2. La bataille pour le revenu et les droits sociaux est un moment central de la prise en main par les précaires de leur propre mobilité, sur le marché de l’emploi comme sur le territoire. Pour les plus précarisés d’entre nous, les sans-papiers, nous défendons tant la liberté de circulation que le droit à l’installation, avec l’accès égal à l’ensemble des droits sociaux. Il s’agit de modifier les conditions faites aux travailleurs mobiles, immigrés et/ou précaires, en travaillant à l’abolition des dispositifs de contrôle de cette mobilité (le Système d’Information Schengen, par exemple, fonctionne d’ores et déjà comme une frontière mobile et permanente à n’importe quel point du territoire européen ; le suivi de la traçabilité de catégories entières de la population peut être actualisé en temps réel par une simple équipe de police). Nous avons besoin de conquérir de nouveaux droits qui seront à même d’ouvrir, pour tous les précaires et donc pour l’ensemble de la population, de nouveaux espaces de liberté. C’est pour cette raison que nous avons rejoint l’appel pour la régularisation de tous les sans-papiers en Europe et participé au campement noborder à Strasbourg en juillet dernier.

Les mouvements de précaires européens travaillent depuis plusieurs années à l’élaboration et à l’affirmation de revendications communes, que nous avons portées avec les « Marches Européennes contre le chômage, la précarité et les exclusions » lors des sommets européens et des conférences intergouvernementales, dès juillet 1997 (50 000 manifestants venus de toute l’Europe à Amsterdam), puis à Cologne, Nice, Bruxelles, Séville… Mais cette élaboration commune est difficile. Le montant du revenu garanti européen, par exemple, posait problème en raison des grandes disparités locales, économiques et sociales. Nous nous sommes accordés sur un montant égal à la moitié du produit intérieur brut (PIB) par habitant. Ce qui équivaut aux salaires minimum légaux ou pratiqués et lie, loin de tout misérabilisme, le montant du revenu à la richesse sociale d’ensemble et non aux inopérants calculs d’un quelconque « seuil de pauvreté ».
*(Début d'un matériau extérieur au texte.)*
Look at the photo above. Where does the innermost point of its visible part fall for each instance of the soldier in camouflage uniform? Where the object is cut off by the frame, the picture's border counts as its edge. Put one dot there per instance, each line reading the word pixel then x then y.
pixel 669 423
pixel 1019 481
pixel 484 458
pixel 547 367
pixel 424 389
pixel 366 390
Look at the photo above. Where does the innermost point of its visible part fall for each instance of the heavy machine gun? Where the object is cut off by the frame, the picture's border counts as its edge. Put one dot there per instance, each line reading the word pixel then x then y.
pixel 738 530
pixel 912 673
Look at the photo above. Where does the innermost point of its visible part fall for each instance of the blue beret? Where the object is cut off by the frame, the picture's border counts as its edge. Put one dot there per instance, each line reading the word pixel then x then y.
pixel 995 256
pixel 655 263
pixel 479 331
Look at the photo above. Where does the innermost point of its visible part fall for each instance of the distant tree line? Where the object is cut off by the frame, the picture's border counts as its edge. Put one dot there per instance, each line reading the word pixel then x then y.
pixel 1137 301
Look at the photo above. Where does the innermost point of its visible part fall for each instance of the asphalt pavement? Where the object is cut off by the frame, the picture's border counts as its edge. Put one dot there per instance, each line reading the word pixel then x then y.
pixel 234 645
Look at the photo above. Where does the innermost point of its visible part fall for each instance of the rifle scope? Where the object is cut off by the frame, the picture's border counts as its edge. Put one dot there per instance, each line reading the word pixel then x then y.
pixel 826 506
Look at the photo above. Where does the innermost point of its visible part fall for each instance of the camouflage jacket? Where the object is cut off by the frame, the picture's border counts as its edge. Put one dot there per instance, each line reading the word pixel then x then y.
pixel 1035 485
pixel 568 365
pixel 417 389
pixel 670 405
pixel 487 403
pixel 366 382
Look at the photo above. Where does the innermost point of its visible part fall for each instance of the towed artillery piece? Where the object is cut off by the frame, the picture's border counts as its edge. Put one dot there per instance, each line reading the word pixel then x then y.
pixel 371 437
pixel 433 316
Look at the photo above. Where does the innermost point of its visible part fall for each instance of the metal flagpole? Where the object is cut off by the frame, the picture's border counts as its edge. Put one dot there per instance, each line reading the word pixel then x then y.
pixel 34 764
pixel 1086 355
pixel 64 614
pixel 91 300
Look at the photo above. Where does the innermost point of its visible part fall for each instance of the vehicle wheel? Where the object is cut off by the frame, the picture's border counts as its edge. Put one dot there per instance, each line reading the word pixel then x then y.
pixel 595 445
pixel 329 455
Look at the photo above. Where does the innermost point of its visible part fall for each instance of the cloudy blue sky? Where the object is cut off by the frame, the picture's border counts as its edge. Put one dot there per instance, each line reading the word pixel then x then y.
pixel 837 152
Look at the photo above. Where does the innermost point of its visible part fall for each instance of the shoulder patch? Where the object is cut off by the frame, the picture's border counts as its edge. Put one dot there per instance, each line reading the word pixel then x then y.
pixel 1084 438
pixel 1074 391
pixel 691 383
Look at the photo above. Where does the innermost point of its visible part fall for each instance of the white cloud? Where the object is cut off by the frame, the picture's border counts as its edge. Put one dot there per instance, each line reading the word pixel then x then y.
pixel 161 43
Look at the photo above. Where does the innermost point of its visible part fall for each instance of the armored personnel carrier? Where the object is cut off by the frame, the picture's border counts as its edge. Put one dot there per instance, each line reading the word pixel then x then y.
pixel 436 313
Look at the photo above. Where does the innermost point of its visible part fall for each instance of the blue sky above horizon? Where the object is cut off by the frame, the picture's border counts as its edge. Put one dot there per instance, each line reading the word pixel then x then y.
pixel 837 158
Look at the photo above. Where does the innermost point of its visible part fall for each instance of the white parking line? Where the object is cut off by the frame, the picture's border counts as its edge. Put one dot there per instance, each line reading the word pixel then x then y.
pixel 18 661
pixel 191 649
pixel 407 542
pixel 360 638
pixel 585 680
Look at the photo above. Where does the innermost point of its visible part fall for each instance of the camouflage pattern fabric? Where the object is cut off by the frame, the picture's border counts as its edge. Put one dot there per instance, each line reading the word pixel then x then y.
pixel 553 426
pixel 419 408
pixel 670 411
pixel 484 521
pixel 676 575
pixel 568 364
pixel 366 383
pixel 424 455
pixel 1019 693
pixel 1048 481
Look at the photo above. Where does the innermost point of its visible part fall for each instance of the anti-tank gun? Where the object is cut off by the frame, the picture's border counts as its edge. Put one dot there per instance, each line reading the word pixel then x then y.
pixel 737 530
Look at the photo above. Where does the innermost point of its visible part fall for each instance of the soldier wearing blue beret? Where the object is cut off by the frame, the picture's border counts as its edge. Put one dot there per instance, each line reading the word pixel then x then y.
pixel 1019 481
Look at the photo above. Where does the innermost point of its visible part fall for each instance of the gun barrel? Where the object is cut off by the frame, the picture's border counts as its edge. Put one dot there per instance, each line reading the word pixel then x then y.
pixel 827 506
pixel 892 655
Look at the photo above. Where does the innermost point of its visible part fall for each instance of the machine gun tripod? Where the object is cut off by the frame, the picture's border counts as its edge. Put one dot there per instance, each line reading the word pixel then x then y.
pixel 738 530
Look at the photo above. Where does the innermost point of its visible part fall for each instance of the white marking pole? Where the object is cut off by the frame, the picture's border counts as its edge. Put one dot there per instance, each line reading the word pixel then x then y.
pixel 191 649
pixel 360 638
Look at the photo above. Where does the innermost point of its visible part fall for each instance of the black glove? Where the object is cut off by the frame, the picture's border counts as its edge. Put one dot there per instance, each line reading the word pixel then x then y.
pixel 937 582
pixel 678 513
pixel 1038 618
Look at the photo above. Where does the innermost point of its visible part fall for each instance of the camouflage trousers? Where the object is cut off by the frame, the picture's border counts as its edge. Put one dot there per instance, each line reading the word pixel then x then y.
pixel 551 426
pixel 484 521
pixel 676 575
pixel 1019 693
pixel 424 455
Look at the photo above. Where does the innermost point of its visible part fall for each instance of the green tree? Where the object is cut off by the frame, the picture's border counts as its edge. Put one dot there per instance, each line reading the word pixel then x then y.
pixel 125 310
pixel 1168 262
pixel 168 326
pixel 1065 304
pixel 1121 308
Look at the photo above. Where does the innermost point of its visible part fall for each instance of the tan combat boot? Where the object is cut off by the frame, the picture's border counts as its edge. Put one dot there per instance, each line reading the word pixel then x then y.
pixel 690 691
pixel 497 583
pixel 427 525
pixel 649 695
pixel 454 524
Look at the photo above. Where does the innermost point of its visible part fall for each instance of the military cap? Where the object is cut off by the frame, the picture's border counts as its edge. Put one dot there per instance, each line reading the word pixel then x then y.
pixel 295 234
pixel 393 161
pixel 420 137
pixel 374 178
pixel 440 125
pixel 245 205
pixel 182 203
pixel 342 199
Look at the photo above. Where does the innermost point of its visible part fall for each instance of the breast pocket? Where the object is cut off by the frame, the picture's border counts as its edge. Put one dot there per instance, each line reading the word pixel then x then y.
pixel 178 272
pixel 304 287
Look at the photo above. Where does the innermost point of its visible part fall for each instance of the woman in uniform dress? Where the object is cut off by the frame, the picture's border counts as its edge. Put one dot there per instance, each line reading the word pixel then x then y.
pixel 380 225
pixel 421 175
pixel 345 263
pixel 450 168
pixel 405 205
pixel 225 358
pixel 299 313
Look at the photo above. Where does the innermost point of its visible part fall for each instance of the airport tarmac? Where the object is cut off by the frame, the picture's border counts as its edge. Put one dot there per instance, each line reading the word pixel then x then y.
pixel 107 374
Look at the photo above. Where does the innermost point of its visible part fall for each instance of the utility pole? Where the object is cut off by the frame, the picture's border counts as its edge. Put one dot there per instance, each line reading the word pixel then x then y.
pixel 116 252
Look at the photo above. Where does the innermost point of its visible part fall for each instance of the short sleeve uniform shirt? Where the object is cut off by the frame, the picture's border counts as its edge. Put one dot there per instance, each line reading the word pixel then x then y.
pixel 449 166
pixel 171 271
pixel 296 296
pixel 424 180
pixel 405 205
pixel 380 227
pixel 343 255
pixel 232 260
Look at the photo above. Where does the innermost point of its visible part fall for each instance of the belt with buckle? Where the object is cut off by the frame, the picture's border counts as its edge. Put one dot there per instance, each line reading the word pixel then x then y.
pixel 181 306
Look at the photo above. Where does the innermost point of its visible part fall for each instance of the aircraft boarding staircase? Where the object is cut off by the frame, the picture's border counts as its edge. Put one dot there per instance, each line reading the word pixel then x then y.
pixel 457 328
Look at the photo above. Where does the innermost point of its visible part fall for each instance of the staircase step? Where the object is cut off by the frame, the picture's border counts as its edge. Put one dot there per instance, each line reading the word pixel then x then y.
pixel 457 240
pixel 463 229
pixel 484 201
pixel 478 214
Depuis Florence et Porto Alegre, nous participons au réseau NoVox, qui a vocation à constituer en Europe et au-delà une alliance des « sans » (sans-papiers, sans logis, sans revenu, sans terre...) et à imposer leur présence et leur parole dans les grandes rencontres internationales de l’ « altermondialisation ». En vue du Forum Social Européen de Saint-Denis de novembre prochain, nous préparons deux semaines d’action en avril et en octobre. À l’issue de la seconde, le 30 octobre, nous participerons, partout où c’est possible, à la journée d’action annuelle pour le revenu garanti en Europe.

3. Face à la tendance générale à l’ « activation des dépenses passives » qui tient lieu de politique sociale européenne, la difficulté à construire un mouvement tient beaucoup au fait que l’émergence de la précarité comme norme d’emploi reste le point aveugle d’une conception syndicale du travail (assimilé à l’emploi) et de son supposé envers, le chômage. Cette vision dominante commence pourtant à être partiellement remise en cause. Le développement des luttes de salariés précaires en France, ou, du côté syndical, la première grève générale contre les projets de restriction des droits des chômeurs et précaires en Espagne en juin 2002, tout comme les inéluctables débats tactiques au sein des luttes face à la multiplication des plans sociaux (la défense de l’emploi est-elle vraiment une forme praticable de préservation des garanties salariales ?) démontrent amplement que les intuitions et l’expérience des mouvements de chômeurs et précaires sont porteuses d’avenir, parce qu’elles articulent résistance à l’exploitation, critique de l’emploi et ouverture à un nouveau développement.